The World Test Championship (WTC), according to former England cricketer Mark Butcher, has worsened the situation for Test cricket’s promotion. The World Test Championship is “a slow-moving car crash,” according to Mark Butcher.
Much discussion has focused on how home clubs modify their pitches to their advantage to earn valuable World Series points and advance to the championship game after each two-year cycle.
World Test Championship is ‘a slow-moving car crash’
Mark Butcher, however, believes that it has merely made Tests more biased and less competitive, which causes viewers to lose interest in the format — something that the ICC may have intended when they instituted the WTC.
“The idea is that your bilateral series have to captivate the interest of the supporters and players of the two participating countries, and then the broader cricket-watching public,” he told Wisden.

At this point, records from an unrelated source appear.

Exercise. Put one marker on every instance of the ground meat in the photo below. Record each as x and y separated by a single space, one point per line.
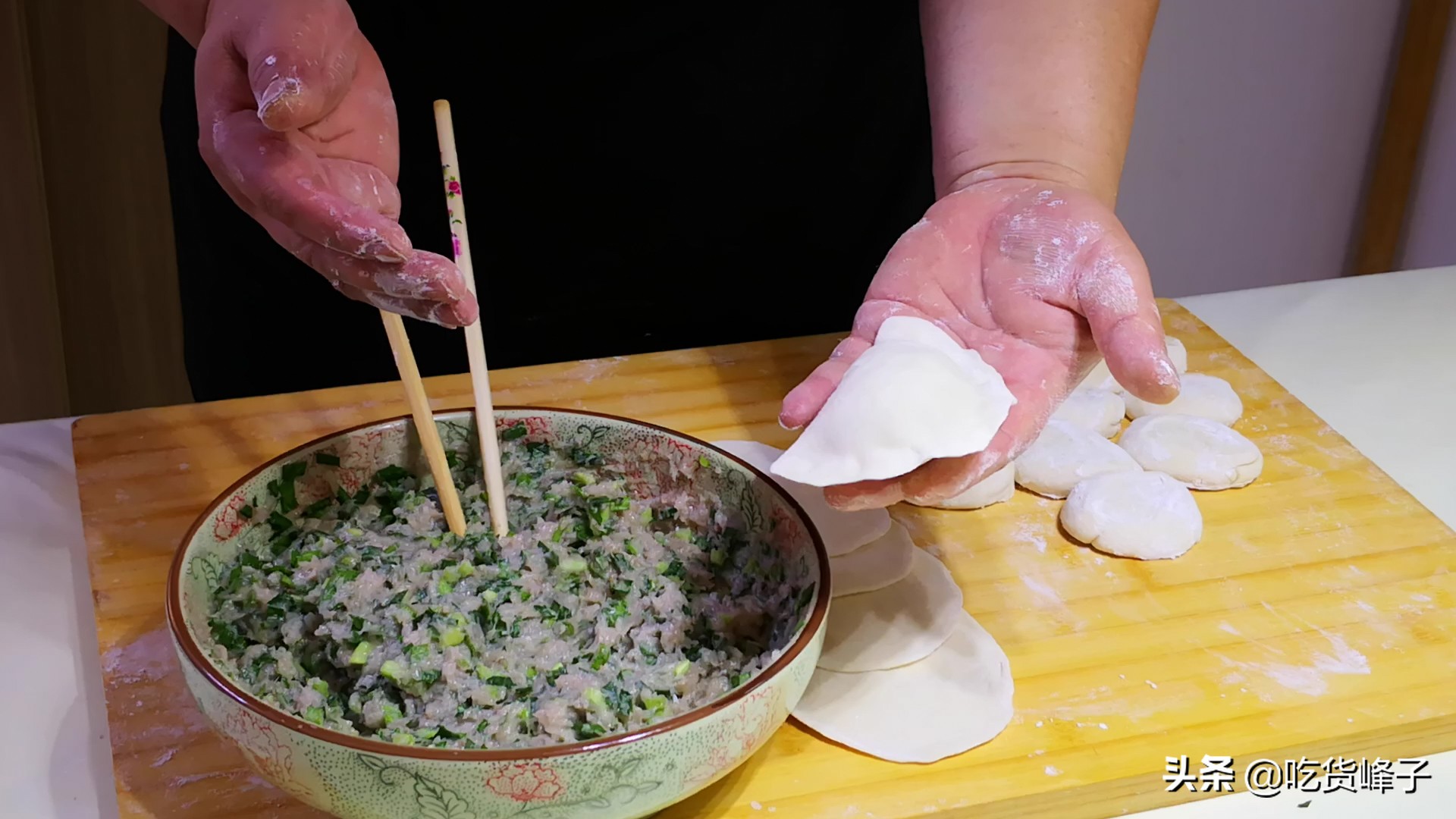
601 614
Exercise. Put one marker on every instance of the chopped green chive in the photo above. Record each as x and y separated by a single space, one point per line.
360 653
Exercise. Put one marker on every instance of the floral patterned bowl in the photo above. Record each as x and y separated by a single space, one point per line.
631 774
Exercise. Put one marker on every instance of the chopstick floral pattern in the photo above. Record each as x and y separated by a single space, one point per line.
452 191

And the one aspect that causes them that way is their competitive nature. And that’s how things have always been.
“I believe that the little attempt to somehow maintain its relevance has really made matters worse. In my opinion. Up until now, automobile collisions have been happening slowly, but suddenly there has been an impact.”
Mark Butcher thinks that certain boards’ inability to retain their finest players is a major contributing factor to the absence of competition across teams in the Test format.
Players leave the Test format due to the lucrative T20 contracts, which inevitably weaken the national sides.
According to Butcher, the ICC might have endeavored to ensure that all boards received equal money from TV rights. Any other means that would enable them to secure contracts that adequately secure their financial futures for their greatest players.
Five Test matches between England and India are scheduled, and the pitches should be as good as the ones the tourists saw in Ahmedabad on their last tour.